Do datamodules have on_checkpoint_load/save hooks?

ananthsub · September 16, 2020, 2:33pm

We’ve built a dataloader which has a checkpointable state we can resume from. I’d like to include this in my lightning module checkpoint. It doesn’t seem like the data module has these hooks for me to add this though

cc @nate

teddy · September 16, 2020, 5:42pm

Currently not; we are working to implement this at the moment. In the mean time you can actually define train_dataloader(), val_dataloader() within your LightningModule itself, and anything that would be saved to its state_dict will be saved with the checkpoint.

ananthsub · September 16, 2020, 5:45pm

Is there a github issue/PR i can subscribe to for this?

goku · September 16, 2020, 5:51pm

saving state is I think specific to Callbacks. Maybe you can try creating a custom callback and overload on_save_checkpoint and on_load_checkpoint to make this work. You can check ModelCheckpoint.on_save_checkpoint for reference.
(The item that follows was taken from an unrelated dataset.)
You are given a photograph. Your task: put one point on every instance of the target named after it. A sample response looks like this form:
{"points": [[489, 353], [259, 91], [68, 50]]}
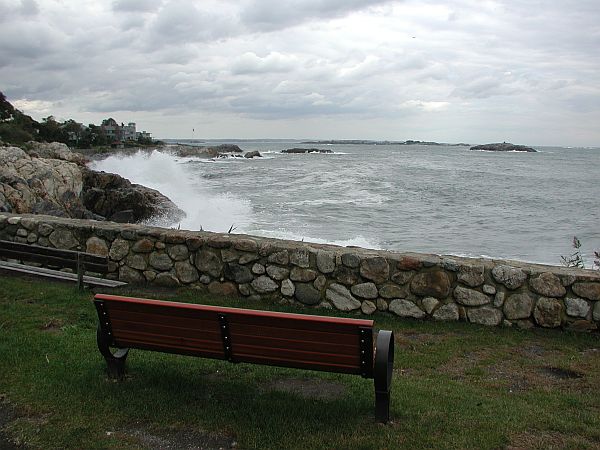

ananthsub · September 16, 2020, 5:54pm

The LightningModule also has these hooks to augment the checkpoint with more information: https://pytorch-lightning.readthedocs.io/en/latest/lightning_module.html#checkpoint-hooks

nate · September 16, 2020, 5:58pm

@ananthsub what do you envision a feature like this looking like? There was an issue about it here, but I haven’t seen/come up with a proposed solution that makes sense yet.

I’ve been workin on a solution for argument parsing that’ll let you get access to all the args/kwargs used to init model/dm/trainer which I’ll push this week…I was planning on using that to solve this problem, but then it would force the user to use my new object LightningArgumentParser (which I feel is a bad thing to enforce).

Can we discuss a solution here on what this checkpointing feature will concretely look like?

ananthsub · September 16, 2020, 5:59pm

Yes I’ll ping you on slack. I don’t want to be forced to use LightningArgumentParser for this. That seems to go against Lightning principles of being config-agnostic

nate · September 16, 2020, 6:07pm

totally agree. they need to be completely separate